Nick Tunbridge 17:28 on 14 Oct 16
"How has everyone seemed to have forgotten the reasons that upfront commissions reached present levels. They were increased from an average 90% when brokers and CAR docs were the go to the present levels primarily because the dealers now have to ensure advisers are suitable educated, provide PD days, provide and Pay for PI cover, report to ASIC, appoint auditors, audit the advisers, etc. Commissions were increased as the life companies responsibilities were reduced and the dealers increased and subsequent costs escalated."
Rick Dougherty 16:05 on 14 Oct 16
"This seems like a biased article. Full of stats & espousing the virtue of cutting remuneration to advisers. However the one part of the article that references advisers proves that consumers are better off with advice because there is a significant lower rejection rate when advisers are involved. However ASIC or the article writer gives no stats on this aspect!"
Michael Chalmers 15:28 on 14 Oct 16
"I agree with Ingrid - Adviser will know through their experiences with different insurers who are reputable and who are not.
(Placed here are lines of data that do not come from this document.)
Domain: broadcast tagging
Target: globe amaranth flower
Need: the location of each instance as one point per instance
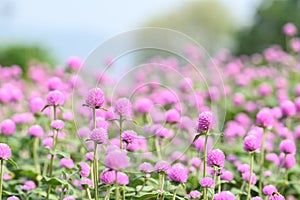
(99, 135)
(162, 166)
(206, 122)
(178, 173)
(129, 136)
(172, 116)
(95, 98)
(216, 158)
(36, 131)
(67, 163)
(265, 118)
(269, 189)
(84, 169)
(251, 143)
(108, 177)
(57, 124)
(116, 160)
(55, 98)
(207, 182)
(8, 127)
(224, 195)
(5, 151)
(287, 146)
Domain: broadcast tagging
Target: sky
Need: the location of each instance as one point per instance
(73, 27)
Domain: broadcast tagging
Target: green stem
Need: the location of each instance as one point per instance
(262, 160)
(1, 177)
(250, 178)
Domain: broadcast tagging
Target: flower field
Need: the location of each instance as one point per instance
(226, 130)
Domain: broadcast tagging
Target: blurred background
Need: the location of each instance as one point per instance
(51, 31)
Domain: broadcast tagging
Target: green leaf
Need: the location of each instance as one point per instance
(13, 163)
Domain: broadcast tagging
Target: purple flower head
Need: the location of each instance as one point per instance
(55, 98)
(162, 166)
(172, 116)
(57, 124)
(8, 127)
(122, 178)
(116, 160)
(146, 167)
(287, 146)
(216, 158)
(269, 189)
(36, 131)
(108, 177)
(99, 135)
(5, 151)
(143, 105)
(84, 169)
(123, 107)
(224, 195)
(207, 182)
(206, 122)
(265, 118)
(67, 163)
(129, 136)
(178, 173)
(95, 98)
(251, 143)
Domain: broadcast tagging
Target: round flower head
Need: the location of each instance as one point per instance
(129, 136)
(206, 122)
(143, 105)
(117, 160)
(264, 118)
(123, 107)
(57, 124)
(8, 127)
(207, 182)
(194, 194)
(216, 158)
(172, 116)
(224, 195)
(55, 98)
(108, 177)
(5, 151)
(67, 163)
(251, 143)
(36, 131)
(287, 146)
(178, 173)
(84, 169)
(289, 29)
(162, 166)
(99, 135)
(269, 190)
(95, 98)
(122, 178)
(146, 167)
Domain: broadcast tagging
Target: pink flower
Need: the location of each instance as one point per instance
(99, 135)
(207, 182)
(178, 173)
(206, 122)
(36, 131)
(8, 127)
(251, 143)
(5, 151)
(95, 98)
(117, 160)
(216, 158)
(224, 195)
(55, 98)
(67, 163)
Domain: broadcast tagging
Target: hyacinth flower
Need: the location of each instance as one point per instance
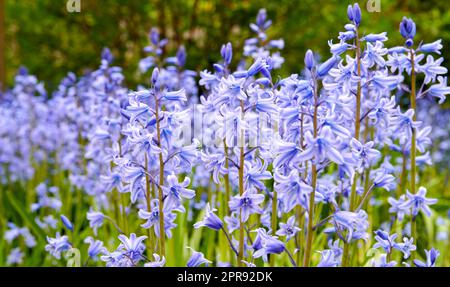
(197, 259)
(158, 261)
(96, 248)
(281, 161)
(328, 259)
(432, 256)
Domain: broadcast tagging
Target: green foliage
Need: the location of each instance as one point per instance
(50, 41)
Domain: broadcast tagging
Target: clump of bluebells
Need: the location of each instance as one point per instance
(233, 166)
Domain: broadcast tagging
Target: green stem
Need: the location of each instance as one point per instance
(162, 240)
(413, 143)
(346, 255)
(241, 191)
(309, 238)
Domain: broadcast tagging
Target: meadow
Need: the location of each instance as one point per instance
(344, 163)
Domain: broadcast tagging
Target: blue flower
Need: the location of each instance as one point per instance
(227, 53)
(309, 59)
(247, 204)
(95, 247)
(197, 259)
(439, 90)
(326, 66)
(418, 202)
(384, 240)
(406, 247)
(399, 207)
(288, 229)
(383, 262)
(328, 259)
(432, 256)
(407, 28)
(434, 47)
(57, 245)
(95, 220)
(321, 148)
(152, 218)
(255, 174)
(66, 222)
(210, 220)
(175, 191)
(175, 96)
(365, 155)
(291, 189)
(375, 37)
(132, 247)
(15, 257)
(158, 262)
(355, 223)
(267, 244)
(432, 68)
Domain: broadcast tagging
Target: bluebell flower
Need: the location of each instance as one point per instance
(383, 262)
(439, 90)
(227, 53)
(326, 66)
(374, 55)
(232, 222)
(432, 68)
(181, 56)
(309, 59)
(288, 229)
(134, 175)
(66, 222)
(255, 174)
(247, 204)
(175, 191)
(132, 247)
(418, 202)
(287, 153)
(155, 76)
(95, 247)
(321, 148)
(403, 123)
(15, 257)
(434, 47)
(432, 256)
(398, 207)
(339, 48)
(383, 180)
(210, 220)
(406, 247)
(197, 259)
(354, 13)
(158, 261)
(152, 218)
(382, 111)
(55, 246)
(355, 223)
(95, 219)
(292, 191)
(267, 244)
(384, 240)
(375, 37)
(407, 28)
(175, 96)
(328, 259)
(364, 154)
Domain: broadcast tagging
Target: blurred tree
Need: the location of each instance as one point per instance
(2, 45)
(50, 41)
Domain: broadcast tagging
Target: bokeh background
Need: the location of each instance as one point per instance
(43, 36)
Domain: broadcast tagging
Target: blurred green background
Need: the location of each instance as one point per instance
(50, 41)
How about an anonymous (or not) site where advisers can talk of their experiences with insurance companies. We get the potential hard word from sites like this - what about a site like - Insurance Company Ratings...!!??"
Ben 15:15 on 14 Oct 16
"Consumers and Financial advisers should benefit from ASIC’s findings by naming the companies in question. By not revealing the names consumers will continue to be ‘caught’ in inferior, non-paying policies. We all have an obligation to protect consumers and the reputation of financial planners. "
Ingrid 15:05 on 14 Oct 16
"Gold Star to Max Clay - Just wanted to see who was awake on this Friday afternoon!!"
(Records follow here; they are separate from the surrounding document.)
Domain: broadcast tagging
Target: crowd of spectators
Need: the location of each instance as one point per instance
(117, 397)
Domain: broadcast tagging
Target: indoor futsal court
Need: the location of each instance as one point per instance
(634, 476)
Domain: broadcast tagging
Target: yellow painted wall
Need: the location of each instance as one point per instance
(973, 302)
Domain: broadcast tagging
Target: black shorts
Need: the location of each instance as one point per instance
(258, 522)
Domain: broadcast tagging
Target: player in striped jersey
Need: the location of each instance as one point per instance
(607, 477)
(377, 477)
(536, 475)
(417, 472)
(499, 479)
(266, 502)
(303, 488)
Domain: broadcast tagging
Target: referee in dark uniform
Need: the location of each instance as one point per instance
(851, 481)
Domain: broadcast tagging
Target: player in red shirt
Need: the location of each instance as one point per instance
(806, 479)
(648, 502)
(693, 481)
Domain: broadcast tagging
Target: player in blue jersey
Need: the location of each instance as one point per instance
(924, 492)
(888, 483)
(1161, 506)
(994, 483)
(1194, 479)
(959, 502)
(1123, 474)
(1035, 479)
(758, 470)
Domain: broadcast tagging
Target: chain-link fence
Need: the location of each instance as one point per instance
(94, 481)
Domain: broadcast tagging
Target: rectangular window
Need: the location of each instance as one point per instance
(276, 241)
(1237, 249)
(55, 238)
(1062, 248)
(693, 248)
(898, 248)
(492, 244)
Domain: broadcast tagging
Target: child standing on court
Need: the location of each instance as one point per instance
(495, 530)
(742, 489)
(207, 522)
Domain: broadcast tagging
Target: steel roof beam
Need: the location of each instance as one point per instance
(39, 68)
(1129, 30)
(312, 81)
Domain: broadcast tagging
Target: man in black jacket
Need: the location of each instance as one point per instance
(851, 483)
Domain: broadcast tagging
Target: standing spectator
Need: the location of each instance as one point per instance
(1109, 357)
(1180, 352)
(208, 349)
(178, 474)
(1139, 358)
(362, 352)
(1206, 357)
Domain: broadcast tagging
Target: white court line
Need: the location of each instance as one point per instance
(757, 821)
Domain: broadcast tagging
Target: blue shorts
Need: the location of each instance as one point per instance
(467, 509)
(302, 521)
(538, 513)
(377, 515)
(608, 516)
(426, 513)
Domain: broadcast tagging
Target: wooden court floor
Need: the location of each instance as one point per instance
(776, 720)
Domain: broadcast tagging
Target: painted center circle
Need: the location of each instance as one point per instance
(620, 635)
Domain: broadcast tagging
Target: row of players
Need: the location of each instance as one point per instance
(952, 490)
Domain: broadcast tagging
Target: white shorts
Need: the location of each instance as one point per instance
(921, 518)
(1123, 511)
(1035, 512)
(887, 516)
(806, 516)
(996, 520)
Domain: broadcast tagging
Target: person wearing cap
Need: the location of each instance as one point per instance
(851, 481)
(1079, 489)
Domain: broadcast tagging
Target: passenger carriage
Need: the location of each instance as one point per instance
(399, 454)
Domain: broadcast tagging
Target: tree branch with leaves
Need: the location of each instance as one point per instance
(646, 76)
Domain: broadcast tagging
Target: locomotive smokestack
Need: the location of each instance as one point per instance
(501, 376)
Adviser Ratings 14:59 on 14 Oct 16
"I wonder why there never seems to be any scrutiny of industry funds with the inferior definitions and poor claims processes. Can't wait to see the premium savings being passed onto customers with the reduced commissions that are paid. Funny how stamp duty costs that add up to 10% of the premium are never mentioned in these detailed reports."
Frank 14:39 on 14 Oct 16
"without advisers clients dont have the proper care and empathy they require for the long haul, setting an insurance program from start and helping them with claims for example 20 years on , this takes advisers from the beginning to assisting clients continually , we are rewarded for long term care of these people. reducing commission is only creating bigger problems of under insurance for all Australians and merely helping the bottom line of insurance companies , we feel that you need to help advisers and promote the long term benefit of dealing with real people , after all people still need people!"
Frank Starvaggi 14:33 on 14 Oct 16
"In the 5th paragraph of the article you talk about TPD (Temporary and Permanent Disability) ? Don't you mean Total & Permanent Disability or (TPD) !!!!! "
Max Clay 14:32 on 14 Oct 16
"The FSC is the Bank lobby group - they are looking after the interests of BIG BANKS - not consumers. They supported the Gov reducing commissions. The LIF Bill will do nothing more than advance the greed of the Banks, will destroy competition from the non-bank sector and contains not one proven benefit for consumers."